Two common mistakes when using databases

aaw · on Oct 7, 2009

A well thought-out post and a good read, but both of the author's points about the limitations of relational databases are a little misleading.

The first, "Every single element in a relation (aka table) has to be exactly the same type" is true in many relational databases, but isn't necessary: SQLite, for example, is implemented with a nice form of dynamic typing where individual columns can take on multiple data types.

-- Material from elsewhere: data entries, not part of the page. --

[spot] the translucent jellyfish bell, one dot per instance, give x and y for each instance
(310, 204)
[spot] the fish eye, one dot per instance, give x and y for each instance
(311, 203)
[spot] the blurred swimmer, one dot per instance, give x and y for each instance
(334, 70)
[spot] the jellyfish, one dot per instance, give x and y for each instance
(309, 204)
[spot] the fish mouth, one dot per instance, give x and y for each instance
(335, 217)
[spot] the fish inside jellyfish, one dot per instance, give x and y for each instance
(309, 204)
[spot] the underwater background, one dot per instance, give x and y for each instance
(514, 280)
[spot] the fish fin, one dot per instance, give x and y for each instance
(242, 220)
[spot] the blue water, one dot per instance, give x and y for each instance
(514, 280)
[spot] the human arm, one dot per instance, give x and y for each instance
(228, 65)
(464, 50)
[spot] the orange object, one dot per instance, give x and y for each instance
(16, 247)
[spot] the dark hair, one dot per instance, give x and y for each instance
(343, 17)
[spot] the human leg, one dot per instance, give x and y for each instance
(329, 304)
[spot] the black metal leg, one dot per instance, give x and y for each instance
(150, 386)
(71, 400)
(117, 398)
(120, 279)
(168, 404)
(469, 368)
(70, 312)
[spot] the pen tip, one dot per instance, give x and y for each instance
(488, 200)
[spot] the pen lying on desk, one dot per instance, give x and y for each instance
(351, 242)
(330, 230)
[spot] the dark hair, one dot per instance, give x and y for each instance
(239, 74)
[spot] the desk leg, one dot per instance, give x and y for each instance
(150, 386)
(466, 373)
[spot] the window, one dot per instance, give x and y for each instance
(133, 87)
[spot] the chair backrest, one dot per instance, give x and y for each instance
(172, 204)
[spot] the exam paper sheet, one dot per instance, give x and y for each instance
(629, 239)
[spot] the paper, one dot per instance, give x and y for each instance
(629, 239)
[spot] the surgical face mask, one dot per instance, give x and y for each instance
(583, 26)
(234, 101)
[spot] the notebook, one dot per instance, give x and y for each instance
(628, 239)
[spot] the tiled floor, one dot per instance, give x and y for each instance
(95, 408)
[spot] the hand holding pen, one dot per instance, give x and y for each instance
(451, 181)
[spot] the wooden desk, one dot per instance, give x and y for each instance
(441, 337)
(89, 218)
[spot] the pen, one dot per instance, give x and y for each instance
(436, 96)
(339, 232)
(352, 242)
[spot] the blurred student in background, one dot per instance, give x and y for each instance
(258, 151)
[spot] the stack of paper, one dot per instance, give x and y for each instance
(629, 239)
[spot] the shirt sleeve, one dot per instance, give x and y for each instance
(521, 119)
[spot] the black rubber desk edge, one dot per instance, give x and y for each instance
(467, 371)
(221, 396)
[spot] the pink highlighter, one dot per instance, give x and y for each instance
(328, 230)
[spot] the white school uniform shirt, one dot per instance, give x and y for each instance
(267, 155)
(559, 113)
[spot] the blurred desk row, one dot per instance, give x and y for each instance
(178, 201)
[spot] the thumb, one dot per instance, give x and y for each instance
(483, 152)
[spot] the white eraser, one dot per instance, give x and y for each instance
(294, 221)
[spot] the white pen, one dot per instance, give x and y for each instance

Second, "SQL isn't even Turing-complete" is sort of a folk theorem in computer science that isn't necessarily true anymore, especially with all of the proprietary SQL dialects in existence: the original standard, SQL92, is basically equivalent to relational algebra, which has the expressive power of first-order logic - it's so weak it can't even express concepts like graph reachability. But constructs like recursive queries have been added to the SQL standard since SQL92 which may make even standard SQL Turing Complete.

gaius · on Oct 7, 2009

PL/SQL and T-SQL are certainly Turing complete.

samuel · on Oct 7, 2009

AFAIK PL/SQL is not "Oracle's SQL". It's executed by a different engine and you get context switches when you execute SQL Code (don't know about T-SQL).

But Oracle's SQL is by itself Turing complete since the introduction of the "Model" clause (see here: http://www.adellera.it/investigations/nocoug_challenge/index... how you can compute the FFT using it).

Moreover, I read somewhere that the engines that implement the "recursive with" are also Turing Complete, but can't recall where.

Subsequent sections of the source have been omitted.